Apartment buildings and row homes in Columbia Borough are seen from the air. (Photo: Kevin Flounlacker)
Apartment buildings and row homes in Columbia Borough are seen from the air. (Photo: Kevin Flounlacker)

Local officials and nonprofits are inviting the public to an online forum to discuss the issues of fair housing Lancaster County and how to combat discrimination in the housing market.

The discussion will take place via Zoom from 5 to 6 p.m. on Thursday, March 4. It is free, but registration is required. To register, click here.

Participants include city and county officials and two local housing nonprofits, the Lancaster Housing Opportunity Partnership and Community Basics.

They will discuss findings from Lancaster County's and Lancaster city's recently completed "Analysis of Impediments to Fair Housing." Entities that receive U.S. Housing & Urban Development funding are required evaluate local fair-housing conditions on a regular basis; the new analysis updates a version published in 2013.

Its purpose, as explained in the introduction, is to document the state of local housing and "identify blatant or de facto impediments to fair housing choice" as well as "establish a strategy for the expansion of fair housing opportunities."

(Source: Adapted from "2021 Analysis of Impediments to Fair Housing Choice," City of Lancaster | Lancaster County Redevelopment Authority)
(Source: Adapted from "2021 Analysis of Impediments to Fair Housing Choice," City of Lancaster | Lancaster County Redevelopment Authority)

The analysis notes the tight local housing market and the growing gap between wages and housing costs. It documents socioeconomic patterns, showing that Black and Hispanic households are concentrated in Lancaster city and that nonwhite households are more likely to be cost-burdened.
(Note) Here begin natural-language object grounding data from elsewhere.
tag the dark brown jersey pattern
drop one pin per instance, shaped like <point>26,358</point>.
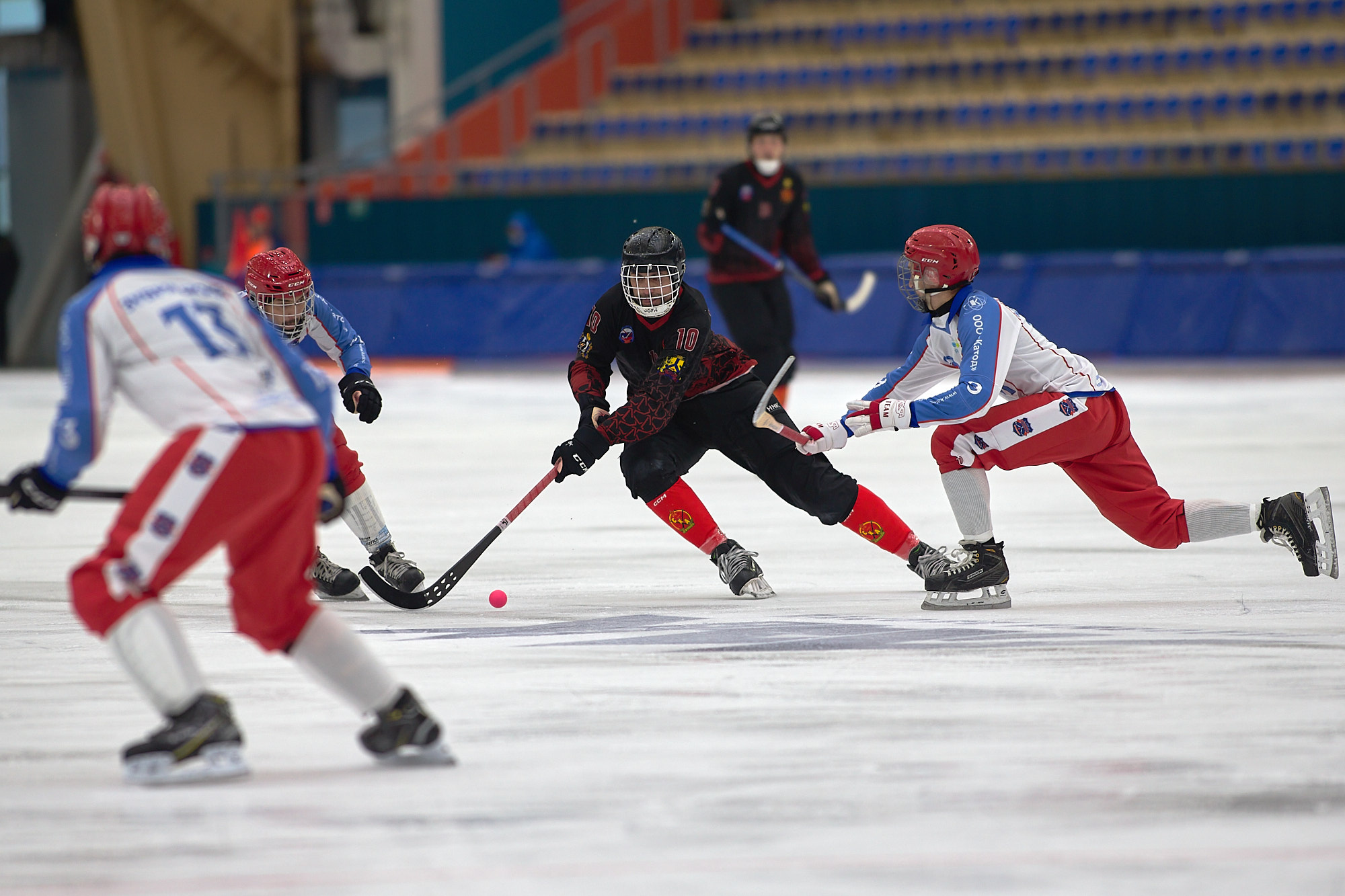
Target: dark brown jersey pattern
<point>665,361</point>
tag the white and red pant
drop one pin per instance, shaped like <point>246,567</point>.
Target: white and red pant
<point>1090,439</point>
<point>254,491</point>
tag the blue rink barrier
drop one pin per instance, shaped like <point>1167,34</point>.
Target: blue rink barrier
<point>1261,303</point>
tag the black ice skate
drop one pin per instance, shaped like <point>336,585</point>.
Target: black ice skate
<point>969,577</point>
<point>333,581</point>
<point>740,572</point>
<point>201,743</point>
<point>1304,525</point>
<point>406,733</point>
<point>392,565</point>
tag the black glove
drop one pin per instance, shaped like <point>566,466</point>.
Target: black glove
<point>371,403</point>
<point>332,498</point>
<point>30,489</point>
<point>580,452</point>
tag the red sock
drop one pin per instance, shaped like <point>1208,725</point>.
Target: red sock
<point>684,512</point>
<point>875,521</point>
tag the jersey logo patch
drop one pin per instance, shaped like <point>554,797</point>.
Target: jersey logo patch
<point>163,525</point>
<point>672,366</point>
<point>201,464</point>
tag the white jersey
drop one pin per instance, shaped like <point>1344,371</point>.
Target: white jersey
<point>995,352</point>
<point>185,349</point>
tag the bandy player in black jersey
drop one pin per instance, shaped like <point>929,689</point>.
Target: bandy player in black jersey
<point>691,389</point>
<point>766,200</point>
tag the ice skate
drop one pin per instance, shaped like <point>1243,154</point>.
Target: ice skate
<point>406,733</point>
<point>1304,525</point>
<point>973,576</point>
<point>201,743</point>
<point>740,572</point>
<point>333,581</point>
<point>396,569</point>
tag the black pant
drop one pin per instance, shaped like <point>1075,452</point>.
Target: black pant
<point>723,420</point>
<point>761,321</point>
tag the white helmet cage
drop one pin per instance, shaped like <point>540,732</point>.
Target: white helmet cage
<point>289,311</point>
<point>652,290</point>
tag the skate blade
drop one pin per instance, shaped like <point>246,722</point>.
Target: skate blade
<point>436,754</point>
<point>1320,512</point>
<point>217,762</point>
<point>989,598</point>
<point>757,589</point>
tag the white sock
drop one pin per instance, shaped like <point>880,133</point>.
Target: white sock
<point>150,646</point>
<point>365,518</point>
<point>342,662</point>
<point>969,495</point>
<point>1211,518</point>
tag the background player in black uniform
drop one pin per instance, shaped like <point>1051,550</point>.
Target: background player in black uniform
<point>691,391</point>
<point>766,200</point>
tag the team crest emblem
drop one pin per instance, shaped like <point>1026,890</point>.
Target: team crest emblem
<point>201,464</point>
<point>163,525</point>
<point>672,366</point>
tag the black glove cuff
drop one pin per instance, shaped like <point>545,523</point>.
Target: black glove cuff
<point>591,439</point>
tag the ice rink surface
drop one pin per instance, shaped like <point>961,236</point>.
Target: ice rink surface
<point>1140,721</point>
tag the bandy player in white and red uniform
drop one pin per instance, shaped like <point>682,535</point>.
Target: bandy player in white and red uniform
<point>245,466</point>
<point>1058,409</point>
<point>282,287</point>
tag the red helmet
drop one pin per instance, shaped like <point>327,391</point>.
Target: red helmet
<point>124,220</point>
<point>283,290</point>
<point>939,257</point>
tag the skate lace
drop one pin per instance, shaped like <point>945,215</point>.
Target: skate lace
<point>734,563</point>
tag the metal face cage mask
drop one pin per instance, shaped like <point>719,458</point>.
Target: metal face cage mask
<point>652,290</point>
<point>289,311</point>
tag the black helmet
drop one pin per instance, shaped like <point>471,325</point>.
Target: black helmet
<point>653,263</point>
<point>767,123</point>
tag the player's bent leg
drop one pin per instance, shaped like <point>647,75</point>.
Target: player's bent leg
<point>338,658</point>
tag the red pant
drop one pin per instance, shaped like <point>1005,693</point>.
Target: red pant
<point>1089,439</point>
<point>348,462</point>
<point>255,491</point>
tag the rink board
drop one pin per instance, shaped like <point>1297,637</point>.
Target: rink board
<point>1140,721</point>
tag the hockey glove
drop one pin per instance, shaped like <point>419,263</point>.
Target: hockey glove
<point>827,292</point>
<point>871,416</point>
<point>579,454</point>
<point>361,396</point>
<point>332,498</point>
<point>30,489</point>
<point>829,436</point>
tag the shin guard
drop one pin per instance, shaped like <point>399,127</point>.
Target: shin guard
<point>875,521</point>
<point>688,517</point>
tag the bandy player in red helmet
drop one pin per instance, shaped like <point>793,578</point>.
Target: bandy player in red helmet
<point>1058,411</point>
<point>282,287</point>
<point>245,469</point>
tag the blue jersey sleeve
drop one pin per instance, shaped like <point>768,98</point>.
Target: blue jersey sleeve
<point>85,376</point>
<point>334,335</point>
<point>985,364</point>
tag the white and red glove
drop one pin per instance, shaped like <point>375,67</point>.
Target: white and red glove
<point>829,436</point>
<point>872,416</point>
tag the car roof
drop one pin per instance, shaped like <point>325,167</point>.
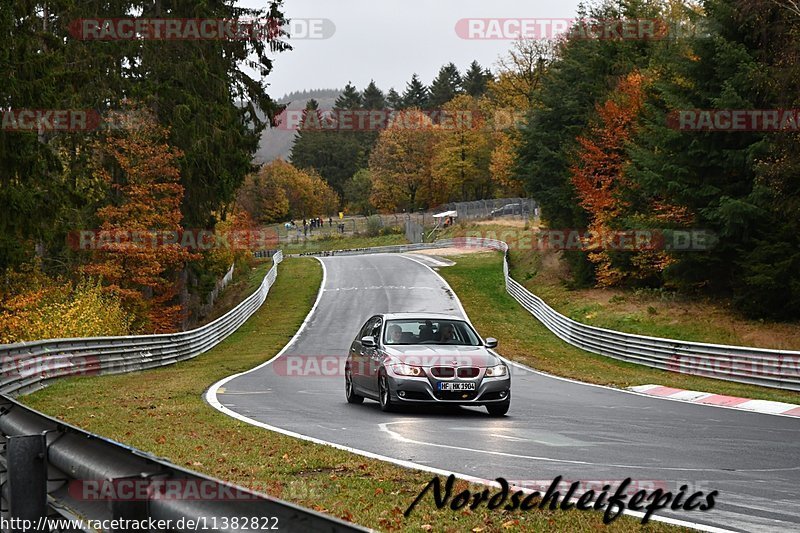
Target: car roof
<point>421,316</point>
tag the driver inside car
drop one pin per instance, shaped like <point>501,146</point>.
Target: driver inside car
<point>448,334</point>
<point>395,334</point>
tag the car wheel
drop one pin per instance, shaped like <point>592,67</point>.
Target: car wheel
<point>384,395</point>
<point>350,391</point>
<point>499,409</point>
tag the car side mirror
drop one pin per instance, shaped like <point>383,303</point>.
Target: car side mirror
<point>368,342</point>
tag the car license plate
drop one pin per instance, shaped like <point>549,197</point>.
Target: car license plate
<point>456,386</point>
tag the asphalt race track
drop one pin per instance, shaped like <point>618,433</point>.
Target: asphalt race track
<point>555,427</point>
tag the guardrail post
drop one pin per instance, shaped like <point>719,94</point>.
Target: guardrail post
<point>133,509</point>
<point>26,457</point>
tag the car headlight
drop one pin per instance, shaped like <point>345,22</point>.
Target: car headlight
<point>408,370</point>
<point>496,371</point>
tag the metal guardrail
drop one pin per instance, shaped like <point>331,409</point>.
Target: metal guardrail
<point>756,366</point>
<point>28,366</point>
<point>53,472</point>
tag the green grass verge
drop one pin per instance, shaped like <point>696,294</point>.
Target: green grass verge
<point>162,412</point>
<point>478,281</point>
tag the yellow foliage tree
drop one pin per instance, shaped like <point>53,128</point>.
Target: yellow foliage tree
<point>463,152</point>
<point>280,190</point>
<point>401,164</point>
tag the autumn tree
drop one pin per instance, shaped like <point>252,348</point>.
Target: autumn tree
<point>136,263</point>
<point>463,152</point>
<point>280,191</point>
<point>600,181</point>
<point>401,163</point>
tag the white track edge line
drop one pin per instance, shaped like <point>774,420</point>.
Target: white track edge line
<point>211,398</point>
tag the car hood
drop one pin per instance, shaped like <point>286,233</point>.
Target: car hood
<point>428,355</point>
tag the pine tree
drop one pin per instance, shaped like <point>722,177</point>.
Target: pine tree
<point>394,100</point>
<point>373,97</point>
<point>416,95</point>
<point>350,99</point>
<point>476,80</point>
<point>445,87</point>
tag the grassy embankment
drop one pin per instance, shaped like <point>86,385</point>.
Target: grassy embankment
<point>478,281</point>
<point>162,412</point>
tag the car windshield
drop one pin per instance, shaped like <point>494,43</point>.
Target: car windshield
<point>430,331</point>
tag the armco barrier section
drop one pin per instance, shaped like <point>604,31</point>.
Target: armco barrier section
<point>757,366</point>
<point>53,473</point>
<point>27,366</point>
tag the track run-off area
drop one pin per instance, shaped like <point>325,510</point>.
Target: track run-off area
<point>555,427</point>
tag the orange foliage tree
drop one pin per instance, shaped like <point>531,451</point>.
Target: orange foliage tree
<point>401,164</point>
<point>280,190</point>
<point>599,177</point>
<point>136,262</point>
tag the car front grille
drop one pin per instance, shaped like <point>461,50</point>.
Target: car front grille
<point>456,395</point>
<point>468,372</point>
<point>443,372</point>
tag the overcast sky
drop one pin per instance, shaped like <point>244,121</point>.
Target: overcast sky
<point>389,40</point>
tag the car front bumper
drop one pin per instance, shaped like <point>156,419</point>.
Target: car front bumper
<point>418,390</point>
"This shows a need for fair housing education ... to ensure that people of color reside predominantly in the City by choice and not by systematic segregation," it says.

The federal Fair Housing Act prohibits housing discrimination based on race, color, religion, national origin, sex, disability or familial status. This month, HUD announced that the act's sex-discrimination protections extend to sexual orientation and gender identity.